Porous Silicon Microparticles Enable Sustained Release of GLP‐1R Agonist Peptides for the Treatment of Type 2 Diabetes

Abstract

AbstractGLP‐1R agonist peptides play a prominent role in the treatment of type 2 diabetes. However, these peptides often suffer from short plasma half‐life, rapid clearance, and low in vivo chemical stability; requiring higher dosages and frequent administration. Although some peptides can be modified to improve these properties, such modification may lead to lower potency and immunogenicity.
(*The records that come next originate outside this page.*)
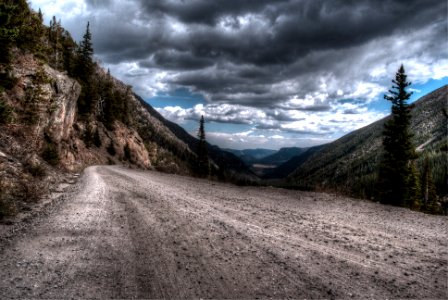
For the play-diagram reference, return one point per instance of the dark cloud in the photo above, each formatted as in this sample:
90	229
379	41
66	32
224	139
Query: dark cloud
262	53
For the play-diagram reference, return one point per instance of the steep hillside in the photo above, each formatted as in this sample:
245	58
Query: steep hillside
60	111
228	165
282	156
289	166
251	156
349	165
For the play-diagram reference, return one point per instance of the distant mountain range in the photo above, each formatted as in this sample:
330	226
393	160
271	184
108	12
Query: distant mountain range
250	156
263	161
349	165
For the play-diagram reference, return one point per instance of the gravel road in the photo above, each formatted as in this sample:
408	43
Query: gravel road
121	233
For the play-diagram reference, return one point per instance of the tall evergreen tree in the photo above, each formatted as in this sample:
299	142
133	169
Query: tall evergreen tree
395	167
428	188
203	166
85	55
84	72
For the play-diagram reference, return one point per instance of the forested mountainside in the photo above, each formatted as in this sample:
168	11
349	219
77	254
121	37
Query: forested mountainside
282	156
60	111
286	168
349	164
251	156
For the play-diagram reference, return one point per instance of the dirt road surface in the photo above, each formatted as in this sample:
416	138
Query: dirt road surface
122	233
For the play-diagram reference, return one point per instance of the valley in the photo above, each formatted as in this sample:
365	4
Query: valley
123	233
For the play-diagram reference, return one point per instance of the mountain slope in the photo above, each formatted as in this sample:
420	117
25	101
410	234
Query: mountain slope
349	165
289	166
227	163
251	156
54	118
282	155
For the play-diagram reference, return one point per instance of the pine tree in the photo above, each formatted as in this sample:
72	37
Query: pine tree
415	197
85	56
203	165
429	189
395	166
84	72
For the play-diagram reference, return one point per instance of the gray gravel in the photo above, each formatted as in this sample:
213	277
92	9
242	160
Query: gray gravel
122	233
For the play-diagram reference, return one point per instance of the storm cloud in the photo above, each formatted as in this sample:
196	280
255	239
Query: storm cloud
269	63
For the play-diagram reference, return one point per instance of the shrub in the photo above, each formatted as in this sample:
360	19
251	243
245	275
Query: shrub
5	112
127	153
111	149
50	154
36	170
7	204
96	138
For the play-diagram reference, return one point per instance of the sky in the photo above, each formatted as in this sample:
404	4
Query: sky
265	73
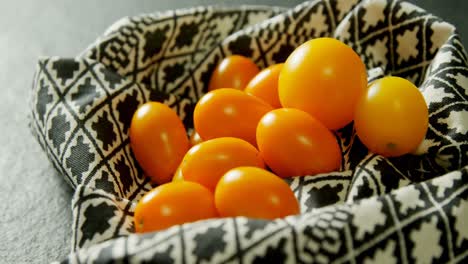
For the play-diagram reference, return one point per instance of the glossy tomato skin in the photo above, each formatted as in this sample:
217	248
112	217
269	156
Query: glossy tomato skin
206	162
178	176
173	204
234	71
159	140
325	78
255	193
392	117
229	113
195	138
293	143
265	85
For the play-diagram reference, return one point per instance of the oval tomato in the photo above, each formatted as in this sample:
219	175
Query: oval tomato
265	85
256	193
229	113
392	117
195	138
173	204
233	72
158	139
325	78
206	162
293	143
178	175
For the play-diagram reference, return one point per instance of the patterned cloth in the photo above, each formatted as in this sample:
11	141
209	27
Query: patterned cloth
374	210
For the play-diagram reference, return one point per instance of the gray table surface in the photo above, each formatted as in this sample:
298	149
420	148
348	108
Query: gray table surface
35	221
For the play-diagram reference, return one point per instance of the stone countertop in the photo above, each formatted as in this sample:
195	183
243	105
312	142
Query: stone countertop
35	226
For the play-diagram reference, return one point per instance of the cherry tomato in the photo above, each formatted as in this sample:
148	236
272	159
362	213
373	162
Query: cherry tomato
293	143
392	117
265	85
173	204
158	140
229	113
233	72
256	193
195	138
325	78
178	175
206	162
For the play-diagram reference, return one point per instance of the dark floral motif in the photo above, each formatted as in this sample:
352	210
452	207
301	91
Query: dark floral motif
274	254
187	32
43	99
174	71
85	95
323	196
105	183
65	68
254	225
154	42
209	243
364	190
59	127
127	108
111	77
97	221
241	46
105	131
80	158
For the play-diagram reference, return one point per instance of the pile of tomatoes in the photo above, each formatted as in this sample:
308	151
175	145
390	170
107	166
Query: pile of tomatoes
254	128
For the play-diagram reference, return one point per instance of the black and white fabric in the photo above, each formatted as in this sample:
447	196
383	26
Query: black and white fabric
411	209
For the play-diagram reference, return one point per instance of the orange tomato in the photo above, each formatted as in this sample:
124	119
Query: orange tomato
256	193
178	175
325	78
158	139
233	72
229	113
206	162
392	117
173	204
195	138
265	85
293	143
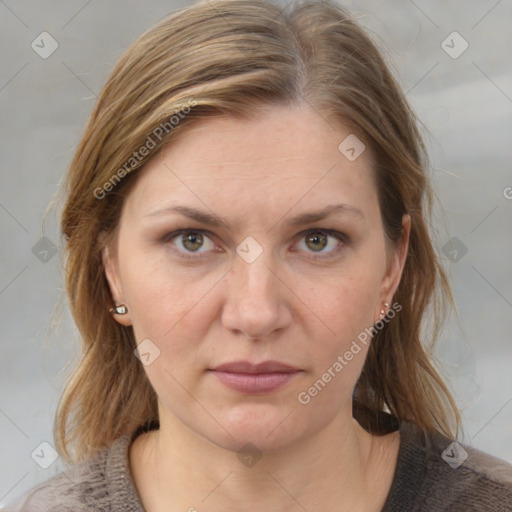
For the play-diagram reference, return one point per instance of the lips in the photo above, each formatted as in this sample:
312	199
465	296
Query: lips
250	378
247	367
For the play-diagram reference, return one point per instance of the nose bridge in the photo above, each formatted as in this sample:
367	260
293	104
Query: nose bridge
254	302
254	279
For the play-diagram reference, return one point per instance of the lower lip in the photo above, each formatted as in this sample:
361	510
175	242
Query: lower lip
255	383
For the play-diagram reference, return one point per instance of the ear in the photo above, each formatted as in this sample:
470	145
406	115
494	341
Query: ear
396	263
111	268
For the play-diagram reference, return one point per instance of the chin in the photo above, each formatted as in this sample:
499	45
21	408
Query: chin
267	427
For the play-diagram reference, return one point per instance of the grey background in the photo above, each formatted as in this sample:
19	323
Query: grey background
465	103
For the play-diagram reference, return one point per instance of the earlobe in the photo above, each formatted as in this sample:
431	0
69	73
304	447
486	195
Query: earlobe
396	265
119	309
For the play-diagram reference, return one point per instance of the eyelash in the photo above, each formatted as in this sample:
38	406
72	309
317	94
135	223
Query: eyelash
341	237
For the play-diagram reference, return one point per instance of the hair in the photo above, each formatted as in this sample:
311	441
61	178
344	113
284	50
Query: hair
231	58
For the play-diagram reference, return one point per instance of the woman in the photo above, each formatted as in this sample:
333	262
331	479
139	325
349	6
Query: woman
249	265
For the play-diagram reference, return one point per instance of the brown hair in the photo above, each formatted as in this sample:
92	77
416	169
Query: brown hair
231	57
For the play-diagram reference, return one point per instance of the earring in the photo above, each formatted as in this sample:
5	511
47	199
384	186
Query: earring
119	309
383	311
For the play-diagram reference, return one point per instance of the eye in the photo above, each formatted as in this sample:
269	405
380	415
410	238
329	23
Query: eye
190	241
316	240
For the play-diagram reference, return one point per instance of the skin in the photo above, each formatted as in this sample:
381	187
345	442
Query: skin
286	305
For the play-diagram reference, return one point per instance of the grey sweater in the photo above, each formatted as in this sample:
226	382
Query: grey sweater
432	475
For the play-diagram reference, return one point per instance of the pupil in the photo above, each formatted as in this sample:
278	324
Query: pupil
318	240
194	239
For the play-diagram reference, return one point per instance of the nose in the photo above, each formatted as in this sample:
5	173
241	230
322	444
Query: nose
256	299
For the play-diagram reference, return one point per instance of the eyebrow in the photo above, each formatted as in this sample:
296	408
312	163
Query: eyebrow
211	219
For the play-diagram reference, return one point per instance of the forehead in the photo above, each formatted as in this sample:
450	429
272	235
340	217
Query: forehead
284	155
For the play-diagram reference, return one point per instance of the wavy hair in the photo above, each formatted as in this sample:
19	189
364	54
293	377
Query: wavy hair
231	57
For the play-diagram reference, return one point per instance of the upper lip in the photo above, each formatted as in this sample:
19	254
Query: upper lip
248	367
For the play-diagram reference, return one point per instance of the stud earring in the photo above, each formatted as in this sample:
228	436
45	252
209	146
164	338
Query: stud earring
119	309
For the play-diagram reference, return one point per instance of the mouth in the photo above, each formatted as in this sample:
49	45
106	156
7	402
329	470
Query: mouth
249	378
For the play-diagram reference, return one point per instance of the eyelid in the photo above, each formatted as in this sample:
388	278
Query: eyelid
341	237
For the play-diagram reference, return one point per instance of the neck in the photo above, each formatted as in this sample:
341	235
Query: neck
336	469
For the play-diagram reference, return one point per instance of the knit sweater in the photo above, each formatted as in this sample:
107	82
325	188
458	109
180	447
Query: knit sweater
432	475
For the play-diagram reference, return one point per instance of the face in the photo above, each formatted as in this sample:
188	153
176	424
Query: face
254	241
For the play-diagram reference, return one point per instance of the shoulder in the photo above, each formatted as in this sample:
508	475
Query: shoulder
436	473
93	484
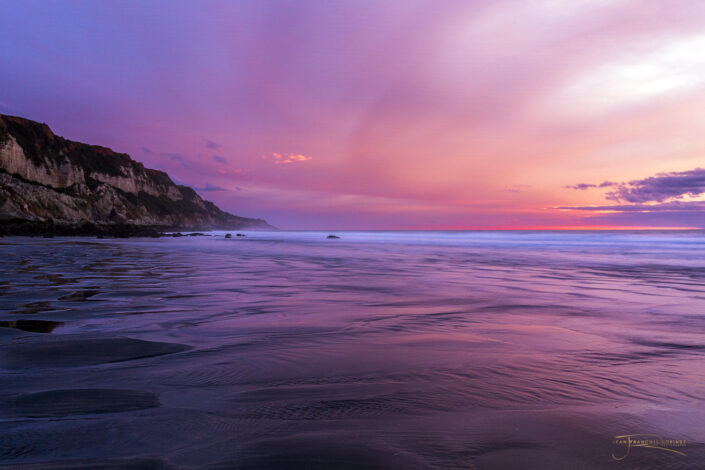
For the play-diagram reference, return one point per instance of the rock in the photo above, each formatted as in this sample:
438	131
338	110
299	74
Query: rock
44	177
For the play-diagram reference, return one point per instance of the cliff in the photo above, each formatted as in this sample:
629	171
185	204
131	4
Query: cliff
44	177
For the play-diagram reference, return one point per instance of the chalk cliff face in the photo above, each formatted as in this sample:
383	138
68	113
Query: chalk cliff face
44	176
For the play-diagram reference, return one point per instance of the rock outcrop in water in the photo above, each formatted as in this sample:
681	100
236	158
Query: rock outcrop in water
46	179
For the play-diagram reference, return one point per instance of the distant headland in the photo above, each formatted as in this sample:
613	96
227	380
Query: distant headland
51	185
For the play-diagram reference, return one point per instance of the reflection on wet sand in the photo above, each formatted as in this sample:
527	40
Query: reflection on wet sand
381	350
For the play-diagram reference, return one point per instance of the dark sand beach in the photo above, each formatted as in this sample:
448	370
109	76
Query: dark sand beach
468	350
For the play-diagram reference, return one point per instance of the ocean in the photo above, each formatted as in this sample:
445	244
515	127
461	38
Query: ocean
410	350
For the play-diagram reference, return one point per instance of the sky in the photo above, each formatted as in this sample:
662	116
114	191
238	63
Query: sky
393	114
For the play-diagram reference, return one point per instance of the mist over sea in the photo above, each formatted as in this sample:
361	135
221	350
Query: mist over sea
468	350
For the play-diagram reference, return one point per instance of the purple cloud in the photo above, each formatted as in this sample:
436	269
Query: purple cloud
653	200
663	186
584	186
210	187
673	206
177	157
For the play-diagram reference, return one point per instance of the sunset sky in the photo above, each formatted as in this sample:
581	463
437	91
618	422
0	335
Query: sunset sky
384	114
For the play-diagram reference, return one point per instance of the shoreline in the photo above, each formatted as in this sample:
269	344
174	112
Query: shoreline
50	229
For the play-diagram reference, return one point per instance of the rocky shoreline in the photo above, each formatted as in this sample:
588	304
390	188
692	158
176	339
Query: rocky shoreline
50	229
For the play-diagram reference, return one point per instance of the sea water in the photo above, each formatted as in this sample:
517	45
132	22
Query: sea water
477	350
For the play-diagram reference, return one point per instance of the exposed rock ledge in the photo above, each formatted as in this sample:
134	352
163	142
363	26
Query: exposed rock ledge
53	182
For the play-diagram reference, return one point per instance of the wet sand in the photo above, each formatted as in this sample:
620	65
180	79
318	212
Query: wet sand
375	350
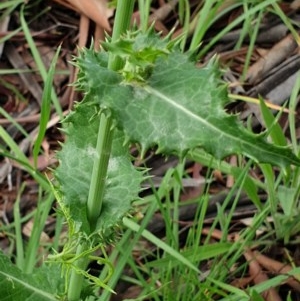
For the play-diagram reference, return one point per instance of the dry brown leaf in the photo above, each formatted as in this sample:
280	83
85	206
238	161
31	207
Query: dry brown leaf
259	276
96	10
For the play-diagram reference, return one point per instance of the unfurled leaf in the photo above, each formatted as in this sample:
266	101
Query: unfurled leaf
75	171
179	107
42	285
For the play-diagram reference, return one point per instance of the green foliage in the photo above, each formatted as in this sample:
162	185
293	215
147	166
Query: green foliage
74	173
177	107
42	285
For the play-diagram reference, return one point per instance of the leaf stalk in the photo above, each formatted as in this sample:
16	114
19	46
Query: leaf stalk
104	141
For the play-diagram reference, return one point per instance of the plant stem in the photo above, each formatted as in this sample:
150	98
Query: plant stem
104	142
76	279
122	23
103	148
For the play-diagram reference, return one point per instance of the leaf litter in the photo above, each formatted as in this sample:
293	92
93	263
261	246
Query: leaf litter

Here, a subcutaneously (SC) administrable porous silicon microparticle (pSiMP) platform for the sustained release of GLP‐1R agonist peptides is reported. The proof‐of‐concept involves using FDA‐approved exenatide, a potent GLP‐1R agonist, showcasing the platform's efficacy for therapeutic GLP‐1R peptides. pSiMPs with tailored particle size, pore dimensions, and surface chemistry unlock the potential for optimized loading and release of this peptide. The positively charged pSiMPs, with a pore diameter of 8 ± 3 nm, show an impressive loading capacity of 338 ± 42 µg mg−1 (exenatide/pSiMP). This optimized pSiMP formulation demonstrates extended and sustained exenatide release over 2 weeks in a bespoke in vitro SC tissue model. Notably, the pSiMP platform shields the peptide payload from proteolysis. In a mouse model, the SC‐injected formulation exhibits sustained in vivo release of exenatide in plasma for up to 2 weeks.